Olałabym sprawę, jednak patrzę na zdjęcie. Zaraz, zaraz... znam. Znam pana, znam również jego żonę (daleka znajoma) oraz ich dwuletnie dziecko. Karpik, piszę że raczej się jemu pochrzaniło, że wiadomość uznam za pomyłkę.
Ten, że nie, a to że ma żonę o niczym nie świadczy. Grzecznie odmówiłam.
Gdy już zrobił się niemiły postraszyłam, że pokażę wiadomości jego żonie. On do mnie, że je skasuje. Powodzenia życzę (chyba nie wpadł na to, że kasując wiadomości u siebie, ja je nadal mam).

I oto zemsta pana piekielnego. ;)
Po kilku dniach wpada jego żona do mnie do domu, robiąc awanturę, że chciałam wskoczyć jej porządnemu mężowi do łóżka.
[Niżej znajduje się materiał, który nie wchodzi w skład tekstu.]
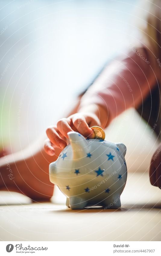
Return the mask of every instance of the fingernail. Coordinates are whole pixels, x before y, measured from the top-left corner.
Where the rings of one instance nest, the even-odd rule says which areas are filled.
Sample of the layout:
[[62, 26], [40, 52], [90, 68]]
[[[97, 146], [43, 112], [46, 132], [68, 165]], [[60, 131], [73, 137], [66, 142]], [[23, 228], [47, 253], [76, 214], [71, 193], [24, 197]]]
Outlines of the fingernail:
[[54, 154], [54, 153], [51, 149], [48, 149], [48, 152], [49, 155], [50, 156], [53, 156]]
[[60, 147], [61, 149], [63, 149], [65, 147], [64, 144], [63, 144], [63, 143], [60, 143]]
[[94, 132], [93, 131], [90, 134], [89, 137], [89, 138], [90, 138], [90, 139], [94, 139], [95, 137], [95, 134]]

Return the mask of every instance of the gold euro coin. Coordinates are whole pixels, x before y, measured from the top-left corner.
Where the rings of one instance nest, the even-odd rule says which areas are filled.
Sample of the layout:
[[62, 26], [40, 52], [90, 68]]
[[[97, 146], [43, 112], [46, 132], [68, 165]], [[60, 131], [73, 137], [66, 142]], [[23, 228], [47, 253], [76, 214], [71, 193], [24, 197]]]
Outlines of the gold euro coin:
[[95, 134], [94, 139], [99, 139], [99, 140], [103, 140], [105, 138], [105, 133], [103, 129], [99, 126], [92, 126], [90, 127], [93, 130]]

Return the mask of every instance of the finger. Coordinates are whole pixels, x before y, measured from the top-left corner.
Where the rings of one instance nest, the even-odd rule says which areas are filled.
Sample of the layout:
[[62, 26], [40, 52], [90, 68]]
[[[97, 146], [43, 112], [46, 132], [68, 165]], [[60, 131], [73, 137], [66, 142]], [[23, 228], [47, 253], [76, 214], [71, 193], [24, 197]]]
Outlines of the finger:
[[154, 165], [153, 160], [151, 161], [150, 169], [149, 170], [149, 176], [150, 181], [152, 185], [153, 186], [157, 186], [156, 180], [156, 171], [154, 167]]
[[94, 133], [88, 126], [84, 116], [74, 115], [72, 120], [76, 129], [81, 134], [85, 137], [94, 138], [95, 136]]
[[53, 156], [55, 153], [55, 150], [52, 144], [48, 139], [45, 141], [44, 145], [44, 149], [46, 153], [50, 156]]
[[52, 143], [63, 149], [67, 145], [65, 141], [62, 140], [53, 127], [49, 127], [46, 131], [47, 136]]
[[57, 123], [57, 127], [59, 131], [67, 139], [68, 138], [68, 133], [69, 131], [73, 131], [70, 125], [71, 122], [70, 119], [62, 118], [59, 120]]

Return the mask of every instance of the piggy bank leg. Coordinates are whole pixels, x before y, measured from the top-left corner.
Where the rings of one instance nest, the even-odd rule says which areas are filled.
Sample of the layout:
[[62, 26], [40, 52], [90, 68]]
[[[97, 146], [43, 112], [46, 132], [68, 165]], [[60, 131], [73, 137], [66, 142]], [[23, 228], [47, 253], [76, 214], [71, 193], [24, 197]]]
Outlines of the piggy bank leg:
[[115, 209], [119, 208], [121, 207], [120, 196], [114, 195], [109, 197], [103, 201], [105, 209]]
[[87, 201], [80, 197], [71, 197], [69, 198], [69, 207], [73, 210], [83, 209], [87, 203]]
[[66, 206], [67, 207], [70, 207], [69, 206], [69, 198], [68, 198], [68, 197], [67, 198], [67, 200], [66, 201]]

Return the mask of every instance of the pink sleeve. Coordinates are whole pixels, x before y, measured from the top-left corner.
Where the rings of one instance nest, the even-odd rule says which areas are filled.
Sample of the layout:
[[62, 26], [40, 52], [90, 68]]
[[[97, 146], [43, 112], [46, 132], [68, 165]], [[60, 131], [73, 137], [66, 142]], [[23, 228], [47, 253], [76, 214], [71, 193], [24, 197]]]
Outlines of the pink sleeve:
[[80, 108], [101, 105], [110, 121], [129, 108], [137, 108], [156, 84], [155, 62], [147, 49], [133, 48], [105, 68], [83, 96]]

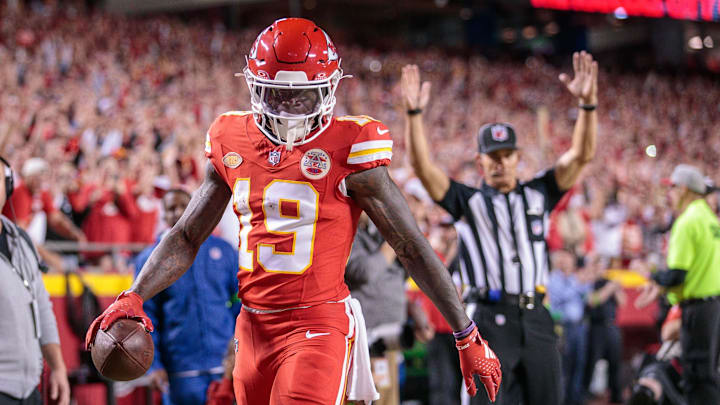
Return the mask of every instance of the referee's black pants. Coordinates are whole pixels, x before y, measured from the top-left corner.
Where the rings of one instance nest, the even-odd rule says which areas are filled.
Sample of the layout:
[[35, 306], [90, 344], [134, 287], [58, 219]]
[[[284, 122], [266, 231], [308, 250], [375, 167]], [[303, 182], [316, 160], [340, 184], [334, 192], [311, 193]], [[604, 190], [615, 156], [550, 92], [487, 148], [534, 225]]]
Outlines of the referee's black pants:
[[614, 321], [590, 324], [588, 331], [587, 362], [583, 379], [584, 391], [590, 390], [593, 372], [598, 360], [608, 361], [608, 388], [610, 402], [622, 403], [623, 384], [620, 371], [622, 368], [622, 332]]
[[[535, 309], [479, 302], [473, 320], [482, 337], [500, 359], [502, 384], [496, 405], [555, 405], [562, 403], [562, 373], [557, 335], [550, 313], [542, 304]], [[487, 405], [490, 400], [475, 379], [478, 393], [463, 404]]]
[[720, 301], [682, 306], [683, 380], [688, 405], [720, 404]]

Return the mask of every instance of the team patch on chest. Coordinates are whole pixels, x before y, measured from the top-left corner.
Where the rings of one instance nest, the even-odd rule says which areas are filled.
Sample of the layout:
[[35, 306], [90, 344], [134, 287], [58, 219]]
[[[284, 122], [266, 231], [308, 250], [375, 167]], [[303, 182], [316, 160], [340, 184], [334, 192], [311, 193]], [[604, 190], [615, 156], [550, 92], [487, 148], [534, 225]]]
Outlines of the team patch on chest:
[[242, 163], [242, 156], [236, 152], [229, 152], [223, 156], [223, 164], [231, 169], [234, 169]]
[[330, 155], [322, 149], [310, 149], [300, 159], [300, 171], [310, 180], [318, 180], [330, 172]]

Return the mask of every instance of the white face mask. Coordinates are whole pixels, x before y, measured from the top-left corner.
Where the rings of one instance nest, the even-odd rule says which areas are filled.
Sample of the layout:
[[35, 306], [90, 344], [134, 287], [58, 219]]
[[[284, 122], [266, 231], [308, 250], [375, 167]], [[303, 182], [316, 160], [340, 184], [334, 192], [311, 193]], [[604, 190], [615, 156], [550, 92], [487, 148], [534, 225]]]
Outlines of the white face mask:
[[[292, 114], [282, 113], [283, 116]], [[306, 118], [280, 118], [276, 121], [275, 130], [278, 138], [285, 142], [287, 150], [292, 150], [295, 140], [301, 139], [307, 133]]]
[[340, 69], [315, 81], [307, 80], [304, 72], [280, 71], [277, 80], [268, 80], [247, 67], [243, 75], [258, 129], [288, 150], [312, 141], [330, 126], [335, 89], [344, 77]]

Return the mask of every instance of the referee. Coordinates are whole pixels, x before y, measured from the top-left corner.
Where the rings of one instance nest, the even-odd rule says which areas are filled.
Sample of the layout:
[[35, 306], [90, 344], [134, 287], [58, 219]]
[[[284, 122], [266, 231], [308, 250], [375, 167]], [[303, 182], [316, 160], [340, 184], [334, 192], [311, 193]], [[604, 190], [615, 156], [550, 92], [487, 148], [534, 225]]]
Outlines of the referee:
[[660, 286], [667, 288], [672, 304], [680, 304], [687, 403], [720, 404], [720, 223], [704, 199], [709, 190], [699, 169], [678, 165], [670, 182], [670, 200], [679, 215], [670, 230], [668, 269], [653, 274], [638, 301], [649, 302]]
[[[597, 62], [590, 54], [575, 53], [573, 68], [574, 78], [560, 76], [580, 103], [570, 150], [554, 167], [522, 182], [516, 176], [515, 130], [508, 124], [485, 125], [477, 136], [480, 188], [455, 182], [435, 165], [422, 123], [430, 83], [420, 86], [417, 66], [402, 72], [410, 162], [433, 200], [456, 221], [460, 272], [470, 286], [467, 309], [502, 365], [501, 405], [562, 403], [557, 338], [542, 305], [550, 271], [545, 234], [550, 211], [595, 154], [597, 133]], [[473, 405], [487, 403], [483, 395], [472, 398]]]

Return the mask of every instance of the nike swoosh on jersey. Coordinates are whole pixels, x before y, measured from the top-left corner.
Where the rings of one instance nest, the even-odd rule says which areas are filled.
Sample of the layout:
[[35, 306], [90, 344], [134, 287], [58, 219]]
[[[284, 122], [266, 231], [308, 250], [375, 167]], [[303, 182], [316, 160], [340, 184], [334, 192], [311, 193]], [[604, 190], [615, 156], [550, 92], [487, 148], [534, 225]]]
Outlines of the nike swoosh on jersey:
[[308, 338], [308, 339], [312, 339], [312, 338], [314, 338], [314, 337], [325, 336], [325, 335], [329, 335], [329, 334], [330, 334], [329, 332], [326, 332], [326, 333], [310, 333], [310, 331], [308, 330], [307, 332], [305, 332], [305, 337]]

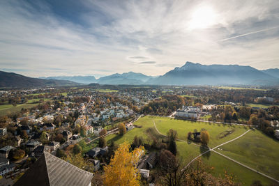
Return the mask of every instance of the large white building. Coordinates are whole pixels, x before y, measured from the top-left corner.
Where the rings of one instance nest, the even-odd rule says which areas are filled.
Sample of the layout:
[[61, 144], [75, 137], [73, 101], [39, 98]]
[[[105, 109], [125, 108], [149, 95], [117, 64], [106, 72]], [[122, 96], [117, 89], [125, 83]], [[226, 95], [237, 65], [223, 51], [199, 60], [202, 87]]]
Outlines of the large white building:
[[181, 118], [197, 118], [200, 109], [197, 107], [183, 107], [181, 109], [176, 111], [176, 116]]

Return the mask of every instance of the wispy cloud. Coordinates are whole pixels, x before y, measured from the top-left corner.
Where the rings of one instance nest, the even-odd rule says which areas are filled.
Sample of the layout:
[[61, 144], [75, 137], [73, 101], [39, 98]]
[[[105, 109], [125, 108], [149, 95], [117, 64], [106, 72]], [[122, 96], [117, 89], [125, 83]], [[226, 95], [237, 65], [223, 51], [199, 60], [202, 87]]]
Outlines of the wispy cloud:
[[[217, 18], [190, 29], [200, 8]], [[158, 75], [187, 61], [278, 68], [278, 8], [277, 0], [0, 1], [0, 66], [33, 77]]]
[[225, 41], [225, 40], [232, 40], [232, 39], [235, 39], [235, 38], [237, 38], [243, 37], [243, 36], [248, 36], [248, 35], [251, 35], [251, 34], [254, 34], [254, 33], [260, 33], [260, 32], [263, 32], [263, 31], [269, 31], [269, 30], [278, 29], [278, 28], [279, 28], [279, 26], [275, 26], [275, 27], [269, 28], [269, 29], [262, 29], [262, 30], [259, 30], [259, 31], [252, 31], [252, 32], [246, 33], [244, 33], [244, 34], [238, 35], [236, 36], [230, 37], [230, 38], [227, 38], [223, 39], [223, 40], [218, 40], [218, 42]]
[[156, 61], [142, 61], [142, 62], [140, 62], [139, 63], [140, 63], [140, 64], [155, 64], [155, 63], [156, 63]]

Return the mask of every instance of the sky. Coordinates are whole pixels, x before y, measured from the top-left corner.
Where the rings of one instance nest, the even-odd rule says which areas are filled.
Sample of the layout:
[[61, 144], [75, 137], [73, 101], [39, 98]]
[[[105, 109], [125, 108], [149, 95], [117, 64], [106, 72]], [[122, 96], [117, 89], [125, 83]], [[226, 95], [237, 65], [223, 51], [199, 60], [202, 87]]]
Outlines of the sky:
[[4, 0], [0, 23], [0, 70], [29, 77], [279, 68], [278, 0]]

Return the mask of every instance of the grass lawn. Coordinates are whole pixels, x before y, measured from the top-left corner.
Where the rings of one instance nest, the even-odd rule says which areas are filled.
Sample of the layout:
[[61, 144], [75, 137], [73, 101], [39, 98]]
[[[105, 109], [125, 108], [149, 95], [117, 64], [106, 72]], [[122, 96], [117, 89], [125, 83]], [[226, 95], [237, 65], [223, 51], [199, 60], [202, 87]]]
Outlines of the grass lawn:
[[96, 140], [93, 141], [92, 143], [86, 144], [84, 140], [82, 140], [80, 143], [79, 145], [82, 149], [82, 153], [87, 153], [92, 148], [96, 147], [98, 146], [98, 140]]
[[181, 95], [181, 96], [184, 98], [197, 98], [197, 96], [190, 95]]
[[202, 160], [209, 166], [214, 167], [211, 172], [212, 175], [224, 178], [225, 171], [227, 171], [227, 174], [232, 173], [234, 181], [241, 183], [242, 185], [250, 185], [255, 180], [260, 180], [264, 185], [274, 183], [273, 180], [213, 152], [211, 152], [207, 156], [202, 156]]
[[[158, 140], [161, 140], [161, 139], [164, 139], [165, 137], [157, 133], [153, 124], [153, 120], [154, 120], [157, 128], [160, 132], [167, 134], [167, 132], [170, 128], [172, 128], [177, 131], [179, 138], [183, 140], [186, 139], [186, 134], [188, 131], [193, 132], [194, 129], [197, 129], [199, 131], [202, 128], [205, 128], [209, 131], [209, 134], [211, 135], [211, 140], [209, 142], [209, 146], [211, 147], [216, 146], [223, 142], [232, 139], [242, 134], [248, 130], [248, 128], [243, 126], [230, 126], [213, 123], [209, 124], [202, 122], [191, 122], [188, 121], [176, 120], [167, 117], [145, 116], [140, 118], [135, 123], [138, 125], [142, 125], [142, 127], [141, 128], [134, 128], [123, 136], [120, 136], [119, 134], [112, 134], [107, 136], [105, 139], [108, 142], [108, 144], [110, 144], [112, 141], [114, 141], [117, 144], [121, 144], [124, 141], [132, 143], [134, 137], [136, 135], [138, 137], [142, 137], [145, 142], [147, 143], [151, 143], [152, 138], [156, 138]], [[234, 130], [232, 133], [224, 137], [224, 134], [227, 134], [227, 131], [232, 130]], [[249, 132], [247, 134], [250, 132]], [[237, 139], [235, 141], [241, 139], [242, 138]], [[232, 144], [234, 142], [232, 142]], [[270, 143], [270, 141], [267, 142]], [[226, 146], [230, 146], [230, 145], [231, 144]], [[200, 153], [204, 152], [204, 148], [186, 142], [176, 141], [176, 146], [179, 155], [183, 157], [185, 164]], [[246, 150], [248, 150], [248, 148], [246, 147]], [[222, 152], [223, 152], [223, 150], [222, 150]], [[264, 153], [264, 152], [263, 152], [263, 153]], [[249, 156], [248, 155], [247, 157]], [[251, 157], [251, 158], [253, 157]], [[264, 185], [268, 185], [272, 183], [272, 180], [269, 178], [250, 171], [249, 169], [216, 154], [213, 152], [206, 153], [202, 157], [202, 160], [206, 164], [214, 167], [211, 173], [215, 176], [224, 177], [225, 171], [227, 171], [227, 173], [232, 173], [236, 178], [235, 181], [241, 183], [243, 185], [250, 185], [255, 180], [260, 180]], [[275, 171], [275, 172], [276, 171]]]
[[220, 153], [279, 179], [279, 141], [257, 130], [220, 147]]
[[277, 106], [279, 107], [279, 105], [273, 105], [273, 104], [257, 104], [257, 103], [248, 103], [247, 105], [248, 107], [259, 107], [259, 108], [263, 108], [263, 109], [266, 109], [269, 108], [269, 107], [271, 106]]
[[124, 141], [132, 143], [134, 140], [135, 136], [142, 137], [142, 138], [148, 142], [150, 139], [147, 130], [149, 128], [153, 128], [154, 130], [153, 124], [152, 123], [152, 116], [146, 116], [140, 118], [137, 121], [135, 124], [142, 125], [141, 128], [134, 128], [128, 131], [126, 134], [123, 136], [119, 134], [112, 134], [105, 137], [107, 142], [110, 143], [111, 141], [114, 141], [116, 144], [120, 144]]
[[204, 115], [204, 116], [200, 117], [200, 118], [202, 120], [208, 120], [210, 118], [211, 118], [211, 115]]
[[20, 104], [14, 107], [13, 104], [0, 105], [0, 116], [5, 116], [17, 111], [20, 111], [22, 108], [27, 109], [38, 105], [38, 103]]
[[100, 93], [117, 93], [118, 90], [110, 90], [110, 89], [97, 89], [96, 91]]
[[68, 95], [67, 93], [60, 93], [61, 95], [63, 95], [63, 96], [66, 96]]
[[183, 120], [176, 120], [167, 117], [156, 117], [153, 118], [158, 130], [164, 134], [169, 129], [177, 131], [179, 139], [187, 140], [188, 132], [193, 132], [195, 129], [200, 131], [206, 129], [210, 135], [209, 146], [214, 147], [230, 139], [234, 139], [244, 133], [248, 129], [240, 125], [229, 125], [205, 122], [195, 122]]

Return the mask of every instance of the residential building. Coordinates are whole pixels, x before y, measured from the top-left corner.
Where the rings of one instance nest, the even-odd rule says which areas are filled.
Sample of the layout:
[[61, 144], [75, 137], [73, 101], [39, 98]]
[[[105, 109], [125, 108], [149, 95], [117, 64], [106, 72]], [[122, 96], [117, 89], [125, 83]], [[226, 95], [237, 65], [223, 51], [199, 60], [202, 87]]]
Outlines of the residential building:
[[6, 164], [4, 166], [0, 166], [0, 176], [4, 176], [6, 173], [9, 173], [15, 170], [15, 164]]
[[17, 146], [20, 146], [20, 144], [22, 143], [22, 139], [20, 136], [15, 136], [15, 141], [17, 143]]
[[140, 173], [142, 178], [147, 179], [149, 177], [149, 170], [140, 169]]
[[29, 151], [33, 151], [34, 150], [35, 148], [36, 148], [38, 146], [42, 145], [42, 143], [37, 141], [29, 141], [27, 144], [27, 148], [29, 150]]
[[0, 148], [0, 157], [8, 158], [10, 150], [15, 148], [11, 146], [6, 146]]
[[14, 186], [91, 186], [93, 174], [44, 153]]
[[75, 125], [84, 125], [86, 121], [86, 117], [84, 115], [80, 116], [75, 121]]
[[96, 147], [86, 153], [85, 156], [89, 158], [94, 158], [96, 156], [105, 155], [107, 152], [107, 146], [105, 148]]
[[82, 138], [79, 135], [73, 135], [68, 139], [68, 142], [69, 142], [69, 144], [74, 145], [74, 144], [80, 142], [82, 139]]
[[7, 134], [7, 128], [0, 128], [0, 136], [5, 136]]
[[275, 137], [277, 139], [279, 139], [279, 130], [274, 130], [274, 132], [275, 132]]
[[31, 155], [36, 158], [39, 158], [44, 153], [50, 153], [50, 147], [47, 146], [39, 146], [33, 150]]

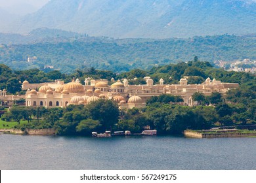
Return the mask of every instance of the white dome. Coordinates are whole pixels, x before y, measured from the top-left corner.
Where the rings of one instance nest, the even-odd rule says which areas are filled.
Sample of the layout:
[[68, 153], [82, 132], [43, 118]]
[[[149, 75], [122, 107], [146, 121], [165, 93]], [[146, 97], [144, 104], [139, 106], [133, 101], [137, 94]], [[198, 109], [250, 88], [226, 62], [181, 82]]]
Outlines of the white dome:
[[71, 98], [70, 103], [72, 104], [78, 104], [79, 101], [84, 101], [83, 98], [80, 96], [74, 96]]
[[142, 99], [139, 96], [133, 96], [128, 100], [129, 103], [142, 103]]
[[95, 93], [100, 93], [100, 92], [101, 92], [101, 91], [100, 91], [100, 89], [96, 89], [96, 90], [95, 90]]
[[83, 95], [82, 96], [83, 99], [83, 101], [87, 103], [87, 100], [89, 98], [90, 98], [89, 96], [87, 96], [87, 95]]
[[84, 93], [85, 90], [81, 83], [73, 80], [64, 86], [64, 90], [68, 90], [70, 93]]
[[46, 91], [46, 93], [47, 93], [47, 94], [53, 94], [53, 92], [52, 90], [47, 90], [47, 91]]
[[121, 101], [125, 101], [125, 98], [122, 96], [117, 95], [113, 97], [113, 101], [119, 103]]
[[37, 91], [35, 91], [35, 90], [30, 90], [30, 94], [37, 94]]
[[49, 86], [48, 85], [44, 85], [44, 86], [42, 86], [39, 88], [39, 89], [38, 90], [38, 92], [40, 92], [40, 93], [45, 93], [48, 90], [53, 90], [53, 89]]
[[90, 103], [91, 102], [95, 102], [95, 101], [98, 101], [99, 99], [100, 99], [100, 98], [96, 97], [96, 96], [92, 96], [92, 97], [90, 97], [87, 99], [87, 103]]

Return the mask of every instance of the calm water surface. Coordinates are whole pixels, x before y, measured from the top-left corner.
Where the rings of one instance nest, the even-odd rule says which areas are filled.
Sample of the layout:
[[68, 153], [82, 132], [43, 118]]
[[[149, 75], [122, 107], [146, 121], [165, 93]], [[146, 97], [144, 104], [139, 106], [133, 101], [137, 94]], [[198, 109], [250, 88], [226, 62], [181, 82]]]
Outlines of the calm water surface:
[[0, 169], [256, 169], [256, 138], [0, 134]]

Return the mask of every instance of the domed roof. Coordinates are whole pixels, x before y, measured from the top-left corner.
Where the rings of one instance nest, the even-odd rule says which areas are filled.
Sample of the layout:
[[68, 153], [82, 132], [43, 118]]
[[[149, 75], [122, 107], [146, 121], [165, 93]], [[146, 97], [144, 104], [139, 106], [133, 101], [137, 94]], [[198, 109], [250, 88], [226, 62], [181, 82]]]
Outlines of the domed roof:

Zdziwiona – tłumaczę sytuację. Jako dowód pokazuję wiadomości.

Aż żałuję, że nie widziałam ich ostatecznego starcia.

internet

Skomentuj (24) Pobierz ten tekst w formie obrazka
Ocena: 1048 (1090)

Komentarze

Momencik, trwa ładowanie komentarzy   ładowanie…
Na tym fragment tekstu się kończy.